A la cita matinal habían acudido garzas
reales y blancas, que competían en estilizado diseño con un ibis sagrado. Y también
un bando numeroso de pelícanos, de más desgarbada apariencia pero a años luz de
elegancia que los marabúes, igualmente presentes. Yo aguzaba la vista, por
localizar a un ave martillo, que alguien acababa de identificar entre aquel
revoltijo emplumado, encarando, hipnotizada, el mundo subacuático. Quería
comprobar el porqué de su nombre, que justifica el penacho que prolonga hacia
atrás su cabeza, y que con pico y cuello remeda la herramienta de su apodo.
Al
pronto, sin embargo, los ojos se me fueron tras pájaros que en un repente
remontaban el vuelo.
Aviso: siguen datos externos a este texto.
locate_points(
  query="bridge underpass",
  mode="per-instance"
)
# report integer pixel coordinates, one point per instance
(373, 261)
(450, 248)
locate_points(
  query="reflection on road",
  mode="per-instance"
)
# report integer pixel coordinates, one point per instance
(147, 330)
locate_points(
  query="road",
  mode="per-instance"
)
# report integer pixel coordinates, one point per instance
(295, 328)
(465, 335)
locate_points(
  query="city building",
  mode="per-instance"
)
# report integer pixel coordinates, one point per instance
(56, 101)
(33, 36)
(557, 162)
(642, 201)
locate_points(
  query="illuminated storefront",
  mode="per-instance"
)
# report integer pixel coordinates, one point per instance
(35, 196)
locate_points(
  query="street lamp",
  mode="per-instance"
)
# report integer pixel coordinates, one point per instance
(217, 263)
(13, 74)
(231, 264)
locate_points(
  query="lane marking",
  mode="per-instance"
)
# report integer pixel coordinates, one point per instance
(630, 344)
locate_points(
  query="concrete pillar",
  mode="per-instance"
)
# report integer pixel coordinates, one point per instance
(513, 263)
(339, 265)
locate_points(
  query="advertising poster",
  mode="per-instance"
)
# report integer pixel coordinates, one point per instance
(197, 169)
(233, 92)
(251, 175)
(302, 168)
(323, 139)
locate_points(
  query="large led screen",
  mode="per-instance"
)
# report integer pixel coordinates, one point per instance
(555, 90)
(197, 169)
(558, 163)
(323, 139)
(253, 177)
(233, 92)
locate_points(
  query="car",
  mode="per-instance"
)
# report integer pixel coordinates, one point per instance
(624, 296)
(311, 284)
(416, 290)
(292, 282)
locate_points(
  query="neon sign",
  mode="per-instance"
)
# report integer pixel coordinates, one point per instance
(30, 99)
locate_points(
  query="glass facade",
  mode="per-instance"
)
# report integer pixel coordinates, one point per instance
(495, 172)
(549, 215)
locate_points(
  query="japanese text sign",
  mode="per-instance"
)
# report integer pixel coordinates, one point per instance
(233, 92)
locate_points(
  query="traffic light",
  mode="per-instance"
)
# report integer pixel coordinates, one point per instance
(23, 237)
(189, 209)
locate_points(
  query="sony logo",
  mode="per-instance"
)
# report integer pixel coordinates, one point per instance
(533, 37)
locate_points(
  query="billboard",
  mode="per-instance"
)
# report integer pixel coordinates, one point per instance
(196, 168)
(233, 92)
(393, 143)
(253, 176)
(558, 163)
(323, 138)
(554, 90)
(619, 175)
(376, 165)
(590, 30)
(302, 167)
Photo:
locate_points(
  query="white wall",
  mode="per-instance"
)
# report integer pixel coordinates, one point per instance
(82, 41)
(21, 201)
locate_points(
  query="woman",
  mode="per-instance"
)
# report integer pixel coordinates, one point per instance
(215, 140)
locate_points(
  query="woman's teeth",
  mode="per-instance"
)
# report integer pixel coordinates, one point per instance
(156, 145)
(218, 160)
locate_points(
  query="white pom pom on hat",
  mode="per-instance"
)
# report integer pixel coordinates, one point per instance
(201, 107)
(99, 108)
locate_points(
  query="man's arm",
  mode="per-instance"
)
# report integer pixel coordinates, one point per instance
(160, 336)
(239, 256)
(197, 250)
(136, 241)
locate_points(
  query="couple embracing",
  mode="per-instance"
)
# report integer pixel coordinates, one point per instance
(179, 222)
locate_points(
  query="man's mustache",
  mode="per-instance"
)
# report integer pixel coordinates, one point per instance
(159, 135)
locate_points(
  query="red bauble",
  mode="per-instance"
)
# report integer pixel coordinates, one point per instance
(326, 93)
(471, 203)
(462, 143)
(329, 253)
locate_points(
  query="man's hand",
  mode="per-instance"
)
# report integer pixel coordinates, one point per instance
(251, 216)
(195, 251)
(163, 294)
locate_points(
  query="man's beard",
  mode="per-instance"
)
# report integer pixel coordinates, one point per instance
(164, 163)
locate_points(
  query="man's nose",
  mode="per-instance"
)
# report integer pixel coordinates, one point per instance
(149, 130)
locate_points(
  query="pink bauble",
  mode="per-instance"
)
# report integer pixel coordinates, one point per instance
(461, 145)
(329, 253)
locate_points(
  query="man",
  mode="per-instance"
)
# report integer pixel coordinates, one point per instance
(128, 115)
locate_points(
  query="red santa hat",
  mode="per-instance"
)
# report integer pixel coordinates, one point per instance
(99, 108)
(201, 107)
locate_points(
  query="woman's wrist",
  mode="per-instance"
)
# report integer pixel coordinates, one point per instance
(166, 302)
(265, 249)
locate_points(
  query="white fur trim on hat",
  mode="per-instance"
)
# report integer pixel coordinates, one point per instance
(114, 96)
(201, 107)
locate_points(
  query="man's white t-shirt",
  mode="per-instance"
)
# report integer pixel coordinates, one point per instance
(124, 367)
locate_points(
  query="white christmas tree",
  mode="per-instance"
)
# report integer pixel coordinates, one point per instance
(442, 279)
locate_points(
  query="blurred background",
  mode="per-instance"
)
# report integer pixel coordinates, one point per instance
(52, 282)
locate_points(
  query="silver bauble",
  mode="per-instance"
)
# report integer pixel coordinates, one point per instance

Fue entonces cuando me encontré con un nuevo ser, que
acababa de irrumpir en escena. Acerté a verlo justo en el instante en que
surcaba el aire, sin alas que lo propulsaran. Estaba precipitándose al
encuentro del agua, desde un alto donde la orilla se volvía montículo.
Los leopardos son así de sorprendentes. Lo
mismo aparecen como posados sobre la rama de un árbol que pierden pie
lanzándose al vacío desde la altura. O nadan, como enseguida comprobamos, pues
si el agua se abrió bajo el impulso de su peso, de inmediato emergió de nuevo
el felino y navegó hacia la orilla. Asomaba únicamente la cabeza, que no
reflejaba decepción o enfado, como si no hubiera fallado en su intento de cazar
una zancuda o hacerse con un pez y sólo pretendiera entregarse al placer de un
baño mañanero. En llegando a la ribera, aún se entretuvo un poco de tiempo en
vagar por los alrededores, sin que le importara un ardite nuestra presencia.
Luego, se fue tan lentamente como si no tuviera prisa alguna en que se
desvaneciera la admiración con que lo mirábamos.
En la charca, un marabú se tragó un pescado.
Y un pigargo vocinglero descendió de su posadero y atrapó limpiamente otro con
sus garras.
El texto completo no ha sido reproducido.